もともと徳島県には、人や自然との関わりを通して学ぶ自由な学校「NPO法人自然スクールトエック」が30年以上前からあり、数年前には神山町の農業高校がまちぐるみで食・農・環境に注力したカリキュラムに改革するなど、「次世代を育てるためには教育環境を充実させなくては」という意識が高かった。そして一昨年、大きな話題となったのが、社会に変化を与えられるような学生の育成を目標としている「神山まるごと高専」の開校だ。
高専という言葉を聞き慣れない人もいるかもしれない。教員免許を持った教師が、社会に出る前の一般的な教育を行う高校とは異なり、博士号を持った専門家の教員が技術者になるための実習を含む専門教育を行うのが高専。
修業年限は5年であり、一般教育と専門教育を一貫して学ぶ。3年次修了者には大学入試資格が認められており、卒業後は就職する率が高いが、大学編入者も多い。

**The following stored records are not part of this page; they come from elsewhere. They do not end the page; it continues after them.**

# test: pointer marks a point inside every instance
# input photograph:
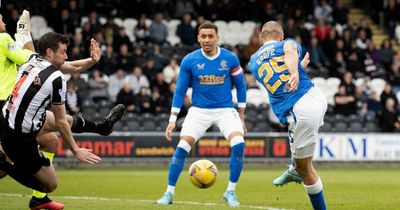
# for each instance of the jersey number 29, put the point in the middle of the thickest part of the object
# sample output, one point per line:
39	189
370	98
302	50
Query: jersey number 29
270	68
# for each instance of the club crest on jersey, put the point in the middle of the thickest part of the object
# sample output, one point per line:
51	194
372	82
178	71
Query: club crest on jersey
200	66
223	66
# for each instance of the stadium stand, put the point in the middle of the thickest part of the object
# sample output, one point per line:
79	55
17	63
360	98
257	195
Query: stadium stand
373	59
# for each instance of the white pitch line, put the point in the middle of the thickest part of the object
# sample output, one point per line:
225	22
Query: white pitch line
141	201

「神山まるごと高専」が革新的なのは、テクノロジーとデザイン、起業家精神を基軸にした教育方針にある。専門知識は実践につなげる力や世の中に受け入れてもらう力があってこそ生きるからと、理系だけでなく、文系やデザインコミュニケーションにおいても複合的なカリキュラムを組んでいる。また創業メンバーの4人がビジネスの最前線にいる現役の起業家であり、特別講師には起業家講師と呼ばれる、あらゆる職種の「社会にまだない価値を生む人たち」が続々と登場する。